María Ligia Vivas V.
Entre los años 1813 y 1820, en el marco de las gestas emancipadoras de la Campaña Admirable y la planificación estratégica de la Batalla de Carabobo, el Libertador Simón Bolívar transitó de forma recurrente por tierras tachirenses. Investigaciones y testimonios de la tradición local, en este caso del Cronista de Táriba, Antonio Vargas, y que envió a nuestra sala de redacción, señalan que, en al menos 8 o 9 de sus visitas a la zona de San Cristóbal y Táriba, el Libertador pernoctó y estableció centro de operaciones en la Hacienda “Los Llanitos”.
Hasta el día de hoy, según revela Antonio Vargas en su escrito, esta joya de la arquitectura colonial se mantiene en pie gracias al celo, esfuerzo y respeto de sus actuales propietarios, quienes han custodiado de manera heroica no solo la infraestructura, sino también objetos de un incalculable valor histórico: la mesa y la silla utilizadas por el Libertador, entre otras reliquias de la época insurgente.

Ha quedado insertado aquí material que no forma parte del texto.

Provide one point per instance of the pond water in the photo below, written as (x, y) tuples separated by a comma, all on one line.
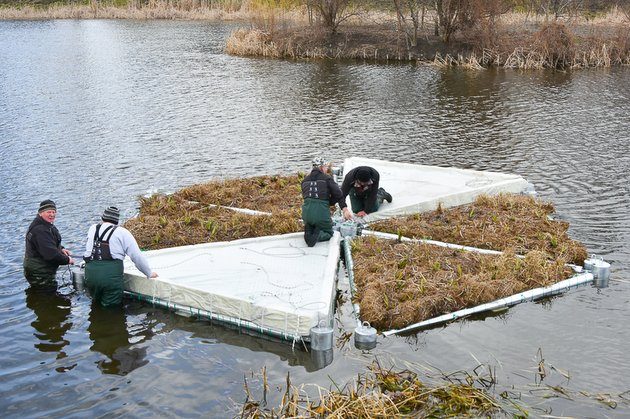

Sin embargo, el paso del tiempo y la falta de una intervención especializada amenazan con deteriorar este legado invencible. Es un deber moral e institucional evitar que la memoria viva de la gesta bolivariana en el Táchira se pierda. hoy 24 de julio se conmemora el natalicio de Simón Bolívar, conocido universalmente como El Libertado. Para en cronista de Táriba, «proponer o nombrar la histórica Hacienda Los Llanitos en Táriba como Museo Bolivariano del Municipio Cárdenas sería un tributo extraordinario en un día tan significativo.